Türkiye Cumhuriyeti Devleti kardeş Azerbaycan'ın haklı ve meşru mücadelesine destek verirken, hatırlanacağı üzere CHP Genel Başkan Başdanışmanı Ünal ÇEVİKÖZ büyük bir üzüntüyle Türkiye’nin Azerbaycan’a silah ve cihatçı gönderdiğini iddia etmişti.
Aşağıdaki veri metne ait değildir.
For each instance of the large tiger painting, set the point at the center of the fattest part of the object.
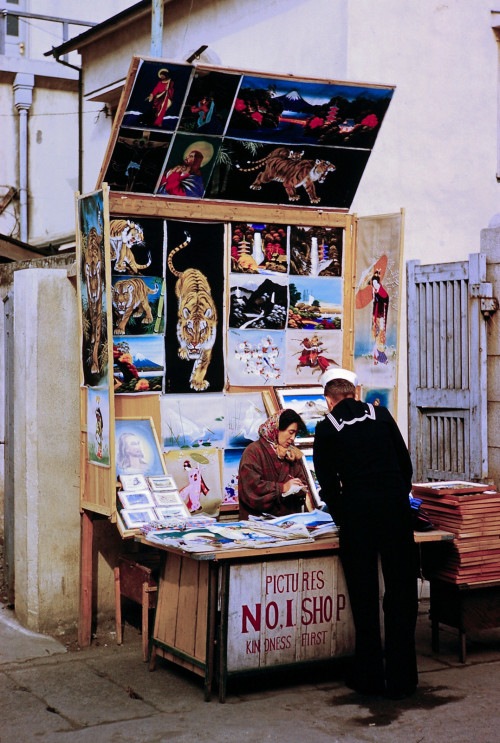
(130, 297)
(124, 235)
(93, 280)
(196, 319)
(289, 168)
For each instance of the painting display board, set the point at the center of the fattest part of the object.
(198, 132)
(230, 264)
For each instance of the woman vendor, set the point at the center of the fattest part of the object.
(270, 467)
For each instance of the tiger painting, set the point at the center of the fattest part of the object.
(123, 236)
(196, 319)
(130, 297)
(287, 167)
(93, 279)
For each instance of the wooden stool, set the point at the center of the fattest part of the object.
(137, 582)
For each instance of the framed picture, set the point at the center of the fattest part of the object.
(309, 402)
(312, 482)
(167, 498)
(162, 483)
(137, 449)
(136, 500)
(133, 482)
(135, 518)
(168, 512)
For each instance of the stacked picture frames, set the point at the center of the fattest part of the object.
(198, 132)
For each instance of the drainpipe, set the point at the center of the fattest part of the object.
(23, 98)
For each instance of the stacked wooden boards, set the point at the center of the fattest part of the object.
(474, 518)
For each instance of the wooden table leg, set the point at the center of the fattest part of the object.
(118, 607)
(86, 569)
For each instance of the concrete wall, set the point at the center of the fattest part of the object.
(46, 441)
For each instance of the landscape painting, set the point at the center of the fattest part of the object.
(188, 425)
(315, 303)
(297, 111)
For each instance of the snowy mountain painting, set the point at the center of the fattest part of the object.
(295, 111)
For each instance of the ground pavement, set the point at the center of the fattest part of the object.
(106, 694)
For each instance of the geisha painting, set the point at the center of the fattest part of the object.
(377, 299)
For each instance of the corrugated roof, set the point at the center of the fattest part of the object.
(110, 24)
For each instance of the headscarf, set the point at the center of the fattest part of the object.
(269, 431)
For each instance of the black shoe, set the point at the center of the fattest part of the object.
(400, 693)
(366, 689)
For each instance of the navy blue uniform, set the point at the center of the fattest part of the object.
(364, 470)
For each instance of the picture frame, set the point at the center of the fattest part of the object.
(309, 402)
(167, 498)
(133, 483)
(137, 448)
(177, 511)
(135, 518)
(312, 482)
(162, 483)
(134, 500)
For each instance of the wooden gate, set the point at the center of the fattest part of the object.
(447, 370)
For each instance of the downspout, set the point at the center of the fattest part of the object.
(80, 117)
(23, 98)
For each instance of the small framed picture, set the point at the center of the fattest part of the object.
(135, 518)
(162, 483)
(308, 401)
(168, 512)
(137, 449)
(133, 482)
(312, 482)
(136, 501)
(167, 498)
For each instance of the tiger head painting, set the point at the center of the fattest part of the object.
(196, 319)
(93, 280)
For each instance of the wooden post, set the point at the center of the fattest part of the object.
(86, 557)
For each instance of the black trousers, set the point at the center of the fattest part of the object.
(373, 527)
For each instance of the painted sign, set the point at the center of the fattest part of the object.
(287, 611)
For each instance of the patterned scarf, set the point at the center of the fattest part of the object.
(269, 431)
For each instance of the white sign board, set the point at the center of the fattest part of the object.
(287, 611)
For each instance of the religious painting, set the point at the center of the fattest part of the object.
(315, 303)
(288, 111)
(195, 307)
(309, 354)
(157, 95)
(198, 477)
(245, 413)
(252, 171)
(137, 160)
(137, 246)
(230, 476)
(316, 251)
(188, 425)
(209, 102)
(137, 450)
(137, 305)
(309, 403)
(98, 425)
(258, 248)
(258, 302)
(377, 301)
(379, 396)
(92, 289)
(189, 166)
(256, 359)
(138, 363)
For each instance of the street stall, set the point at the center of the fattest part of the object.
(220, 273)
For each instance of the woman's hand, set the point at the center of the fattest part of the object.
(295, 481)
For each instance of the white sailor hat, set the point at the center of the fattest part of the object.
(338, 373)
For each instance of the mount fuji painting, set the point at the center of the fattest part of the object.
(294, 111)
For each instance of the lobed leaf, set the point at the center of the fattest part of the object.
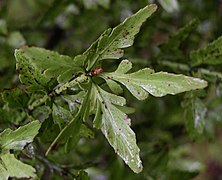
(110, 44)
(11, 167)
(17, 139)
(116, 129)
(37, 66)
(174, 42)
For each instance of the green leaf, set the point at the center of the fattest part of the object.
(11, 167)
(3, 27)
(41, 112)
(61, 115)
(18, 138)
(82, 175)
(37, 66)
(15, 98)
(174, 42)
(93, 4)
(16, 39)
(195, 114)
(73, 127)
(169, 5)
(116, 129)
(159, 84)
(211, 54)
(109, 45)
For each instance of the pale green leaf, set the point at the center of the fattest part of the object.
(124, 67)
(16, 39)
(37, 66)
(74, 125)
(211, 54)
(159, 84)
(60, 115)
(3, 27)
(116, 129)
(11, 167)
(114, 87)
(82, 175)
(173, 44)
(97, 122)
(170, 5)
(110, 43)
(195, 115)
(18, 138)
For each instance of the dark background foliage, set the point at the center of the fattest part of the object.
(170, 147)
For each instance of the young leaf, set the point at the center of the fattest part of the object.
(159, 84)
(112, 41)
(17, 139)
(11, 167)
(212, 54)
(116, 129)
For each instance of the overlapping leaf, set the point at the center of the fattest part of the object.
(115, 127)
(159, 84)
(37, 66)
(11, 167)
(112, 41)
(17, 139)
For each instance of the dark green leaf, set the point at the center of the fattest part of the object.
(159, 84)
(11, 167)
(211, 54)
(116, 129)
(17, 139)
(15, 98)
(110, 43)
(195, 115)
Üç yıl Büyükelçilik yaptığı Azerbaycan’ın gücünü görmekten aciz bir diplomatın bu büyük devletin oradan buradan toplama askerlere ihtiyacı olmadığını göremeyecek kadar Ermenistan sevgisi ve yandaşlığı hafızalardaki yerini korurken, Dağlık Karabağ'da devam eden mücadelenin 6'ncı gününde skandal bir bildiri yayımlandı. CHP Milletvekili İlhan Cihaner'in 'savaşa hayır' mesajı ile paylaştığı bildiride, yaşanan mevcut duruma saldırgan tutumu ile sebep olan ve Azerbaycan topraklarını 30 yıldır işgal eden Ermenistan'a Boraltan zihniyetinin güncellenmiş temsilcileri olarak tek bir kınama ve suçlamada bulunulmaması dikkat çekti.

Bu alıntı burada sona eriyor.